NameConverging Evidence in Language and Communication Research
Volume12

Abstract

We argue that theory-of-mind (ToM) approaches, such as “theory theory” and “simulation theory”, are both problematic and not needed. They account for neither our primary and pervasive way of engaging with others nor the true basis of our folk psychological understanding, even when narrowly construed. Developmental evidence shows that young infants are capable of grasping the purposeful intentions of others through the perception of bodily movements, gestures, facial expressions etc. Trevarthen’s notion of primary intersubjectivity can provide a theoretical framework for understanding these capabilities and his notion of secondary intersubjectivity shows the importance of pragmatic contexts for infants starting around one year of age. The recent neuroscience of resonance systems (i.e., mirror neurons, shared representations) also supports this view. These ideas are worked out in the context of an embodied “Interaction Theory” of social cognition.
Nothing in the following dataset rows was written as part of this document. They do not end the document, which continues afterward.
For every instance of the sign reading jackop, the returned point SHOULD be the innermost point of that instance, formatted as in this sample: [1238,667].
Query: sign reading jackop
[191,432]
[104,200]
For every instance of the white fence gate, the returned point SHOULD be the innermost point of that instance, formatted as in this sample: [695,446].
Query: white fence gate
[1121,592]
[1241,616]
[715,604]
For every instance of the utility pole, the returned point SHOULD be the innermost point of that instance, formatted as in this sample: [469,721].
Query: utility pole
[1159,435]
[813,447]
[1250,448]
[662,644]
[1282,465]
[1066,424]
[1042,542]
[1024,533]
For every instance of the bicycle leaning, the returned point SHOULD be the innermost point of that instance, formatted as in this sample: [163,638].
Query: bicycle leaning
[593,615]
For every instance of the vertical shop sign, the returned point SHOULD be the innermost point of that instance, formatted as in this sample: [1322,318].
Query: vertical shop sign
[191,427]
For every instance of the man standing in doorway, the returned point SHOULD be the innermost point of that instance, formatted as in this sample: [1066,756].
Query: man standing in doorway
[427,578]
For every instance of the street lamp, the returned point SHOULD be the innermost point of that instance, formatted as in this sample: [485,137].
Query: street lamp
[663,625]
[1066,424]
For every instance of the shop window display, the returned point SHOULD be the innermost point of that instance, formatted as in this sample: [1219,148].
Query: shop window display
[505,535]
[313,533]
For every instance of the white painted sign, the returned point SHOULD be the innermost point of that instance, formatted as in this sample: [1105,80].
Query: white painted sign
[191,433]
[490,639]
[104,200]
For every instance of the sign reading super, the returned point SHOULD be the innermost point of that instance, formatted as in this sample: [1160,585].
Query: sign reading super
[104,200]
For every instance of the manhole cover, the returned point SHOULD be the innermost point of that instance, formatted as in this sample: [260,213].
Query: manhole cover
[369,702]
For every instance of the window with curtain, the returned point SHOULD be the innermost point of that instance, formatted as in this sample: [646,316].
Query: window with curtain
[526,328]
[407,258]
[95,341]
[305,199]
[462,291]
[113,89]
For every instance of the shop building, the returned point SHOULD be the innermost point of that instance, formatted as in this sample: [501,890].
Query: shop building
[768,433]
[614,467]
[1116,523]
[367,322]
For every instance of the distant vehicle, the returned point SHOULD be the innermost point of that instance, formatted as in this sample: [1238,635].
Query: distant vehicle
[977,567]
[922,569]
Still, for more sophisticated intersubjective interactions in older children and adults, one might argue that some form of ToM is required. This thought is defused by appeal to narrative competency and the Narrative Practice Hypothesis (or NPH). We propose that repeated encounters with narratives of a distinctive kind is the normal route through which children acquire an understanding of the forms and norms that enable them to make sense of actions in terms of reasons. A potential objection to this hypothesis is that it presupposes ToM abilities. Interaction Theory is deployed once again to answer this by providing an alternative approach to understanding basic narrative competency and its development.